Microsoft has an advantage with enterprises, he said. "Eighty-six percent of all enterprises, all companies of any size, even midsize and up run Active Directory. That means their users are provisioning in Active Directory," said Ozzie. "It's one button for us to federate those to the cloud."
Cloud computing presents a "huge revenue opportunity," Ozzie said, although the margins on services are not as high as the margins on packaged software.
Microsoft sees three classes of devices being connected to the cloud: PC, phone, and TV.
While endorsing the proliferation of netbooks, Ozzie said, "The reality is, I don't know what a netbook is. ...A netbook is evolving into an expensive application a PC. It's a laptop, he said." Microsoft can sell OSes and applications to netbook users, said Ozzie, but Microsoft will put Windows on netbooks using Intel x86-based processors not ARM systems, Ozzie acknowledged.
Asked if Microsoft planned to support HTML 5 on Internet Explorer, Ozzie said that although he had no announcements to make, the company is committed to offering a world-class browser. "I think you can expect us to do the right thing," he said.

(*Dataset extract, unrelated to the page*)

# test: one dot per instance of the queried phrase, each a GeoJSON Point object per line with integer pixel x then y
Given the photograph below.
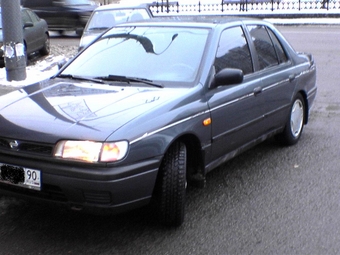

Other browser makers such as Mozilla pledge support for HTML 5, which expands video capabilities.
In other remarks, Ozzie said that although Gates is not physically at the company, he does write and calls infrequently on things he is interested in. "He knows that he's not accountable for our success anymore, therefore he knows not to give orders or directives or influence things that would blow the accountability of being able to deliver something."
Gates brought a culture of crisis to Microsoft, Ozzie said, pervaded by fears that any day now, two guys in a garage will take down the company.